The link on the side bar.

Lead well


Thursday, June 28, 2007

What's in your Wallet...?


In October of 2003 the Mountains of San Bernardino County were awash in flames. The Grand Prix fire was in its glory burning across the countryside like a fully loaded freight train. Every evening the members of my community would gather on their street and watch as the flames glowed in the distance coming ever closer to our homes.

Rancho Cucamonga is on the edge of the deserts of southern California. It has a hot arid climate that is unforgiving in the dead of summer. Temperatures regularly top 115 degrees. Rain is scarce here. When the old song claimed it never rains in southern California, they were not kidding. A couple inches in January, February, a sprinkle in July and that’s about it for the year. You can imagine that all the brush and scrub is scorched and dry by the time the fall, I mean the fire season approaches. 03 was a particularly active and deadly year in so-Cal. It was a blessing that no one died in the Grand Prix fire but seven fire fighters down toward San Diego were not so lucky later that season in the OLD fire. Remember to say a prayer for those brave fire fighters and their families as they continue coping with their loss.

It was a Friday morning in late October. I remember it clearly because I awoke to a strong smell of smoke. I went outside to see where the fire had progressed to and was shocked. It was less than a mile from my house. (see photo below) Although I lived over a half mile from the fire line with other suburbs directly between my family and the fire, there was still cause for concern. You see there is an electrical right of way cutting down from the mountains running along the back wall of all my neighbors’ houses across the street from my house. The fire could burn up to within 300 feet of my front door. If the fire burns down here I thought all bets are off. It did!
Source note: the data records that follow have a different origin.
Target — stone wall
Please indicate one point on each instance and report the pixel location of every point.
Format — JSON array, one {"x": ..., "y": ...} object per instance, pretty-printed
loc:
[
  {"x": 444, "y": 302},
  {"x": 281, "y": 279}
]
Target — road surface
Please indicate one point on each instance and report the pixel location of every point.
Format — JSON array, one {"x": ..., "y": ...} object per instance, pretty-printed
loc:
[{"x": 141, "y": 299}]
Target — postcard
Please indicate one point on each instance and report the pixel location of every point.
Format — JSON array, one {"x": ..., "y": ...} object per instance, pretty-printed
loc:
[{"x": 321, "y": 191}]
So imagine being faced with an unthinkable situation. Your house and all your worldly possessions could go up in flames any minute.

What do you do?

What do you think about?

Do you panic?

Do you reach out for help?

Moments like these are, as one writer put it, when true character is revealed. I watched with fascination as a few of my neighbors packed everything conceivable into their oversized SUV’s and off to a safe place they scurried. Others casually sought hotel reservations and made a short holiday of the affair. What did I do?

I took stock of the situation and considered my values. Faith Family, Integrity, Learning Teaching. I decided that only the first two were at play here. Everything I “own” is on loan. I am a steward of the possessions God gave me. This made the decision easy. The stuff is irrelevant. It might be a good idea to grab the will, the insurance policies and the photos that could not be replaced, but that’s it. Next take care of the family. We were fortunate to be invited to stay in the home of a dear friend and pastor of our church. Tim welcomed us into his home and allowed us to ride it out. We never did worry about all the stuff. I returned home to see what was going on in the neighborhood that Saturday and saw a scene that only brave firefighters should ever see. Pitch black at 11 am. (Photo below) Air so thick you could cut it with a knife; ash and flaming debris floating down from the sky all around.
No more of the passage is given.